ALBANY — A state senator from Harlem has launched a invoice that may require the pension fund to disinvest from firms with ties to privately run prisons, the Each day Information has realized.
“There is no such thing as a cause a progressive state like New York ought to be benefiting from mass incarceration,” mentioned invoice sponsor Sen. Brian Benjamin, a Democrat.
“Passing this invoice wouldn’t solely be the proper factor to do morally, it could profit society economically.”
Underneath the invoice, the state controller, the only real trustee of the state pension fund, can be prohibited from investing in any shares, securities or different obligation of any firm or subsidiary that owns or invests in a for-profit firm that contracts with a authorities to run a jail.
Benjamin, the rating member on the Senate Civil Service and Pensions Committee, argued that “by their very nature, personal, for-profit prisons drive the inhumane observe of incarcerating low-income individuals of colour.”
A Benjamin spokesman mentioned the roughly $200 billion state pension fund has about $11.5 million invested in no less than two firms with ties to non-public prisons.
Jennifer Freeman, a spokeswoman for state Controller Thomas DiNapoli, could not affirm the precise quantity, however mentioned the holdings are “minimal.”
Freeman mentioned the controller’s workplace has spoken with Benjamin concerning the laws, however hasn’t taken a place.
DiNapoli in late 2015 introduced his workplace was taking steps to cut back and limit the fund’s funding in personal prisons.
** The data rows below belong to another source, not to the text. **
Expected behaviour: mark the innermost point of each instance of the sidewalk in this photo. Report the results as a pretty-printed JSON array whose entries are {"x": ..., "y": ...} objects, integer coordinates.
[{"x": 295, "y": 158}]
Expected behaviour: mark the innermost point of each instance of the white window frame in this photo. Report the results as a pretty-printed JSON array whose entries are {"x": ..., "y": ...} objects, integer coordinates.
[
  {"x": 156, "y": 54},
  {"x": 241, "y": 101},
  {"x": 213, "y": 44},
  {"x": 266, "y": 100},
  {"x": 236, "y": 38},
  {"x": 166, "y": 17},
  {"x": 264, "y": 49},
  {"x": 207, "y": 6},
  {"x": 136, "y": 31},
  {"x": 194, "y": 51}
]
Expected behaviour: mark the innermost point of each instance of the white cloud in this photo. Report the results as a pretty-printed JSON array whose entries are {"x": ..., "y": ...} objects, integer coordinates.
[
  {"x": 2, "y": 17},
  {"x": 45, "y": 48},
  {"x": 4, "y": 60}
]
State regulation doesn’t enable privately run prisons in New York. However there isn’t any formal prohibition maintaining the state pension fund from investing in such firms.
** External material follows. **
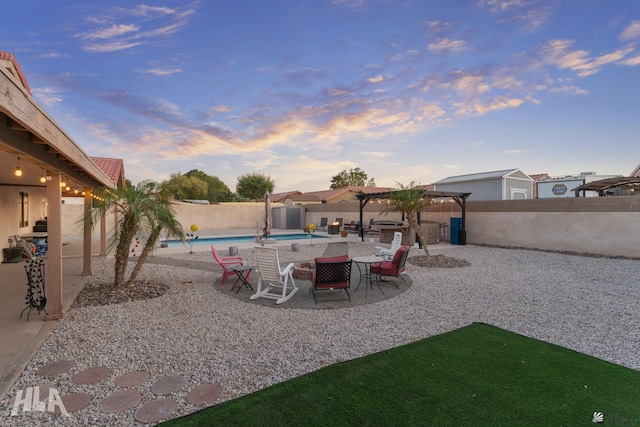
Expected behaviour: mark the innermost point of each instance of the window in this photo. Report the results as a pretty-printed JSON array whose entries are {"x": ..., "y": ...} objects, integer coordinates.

E.J. McMahon, of the Empire Middle, a state fiscal watchdog group, got here out in opposition to the Benjamin invoice, saying the controller’s accountability is to get the most effective returns on investments for the state’s pensioners, to not politicize the method.
“That is principally a recipe for limitless meddling and would really undermine the integrity of the pension investments,” McMahon mentioned. “
Gov. Cuomo this previous week referred to as for the pension fund to cease investing in fossil gasoline firms and likewise to search out methods to disinvest present holdings from such firms.
DiNapoli stopped wanting committing to Cuomo’s objective. Not like personal prisons, power firms are passively or actively a part of lots of the index funds through which the controller’s workplace invests, his spokeswoman mentioned.
“We’ve got billions in power firms,” Freeman mentioned. “It is not straightforward to unravel these investments. Plus, these investments are usually giant payers. They often ship strong returns.”
Cuomo argued final week that “you need to put your cash the place your mouth is and that’s what this proposal is about.”
Freeman argued that underneath DiNapoli, the pension fund has been discovering methods to cut back “our carbon footprint.”
She mentioned the fund has $5 billion devoted to sustainable power investments and $2 billion in an index that invests in firms that cut back carbon emissions. The fund has additionally taken steps to deal with local weather change by shareholder engagement, she mentioned.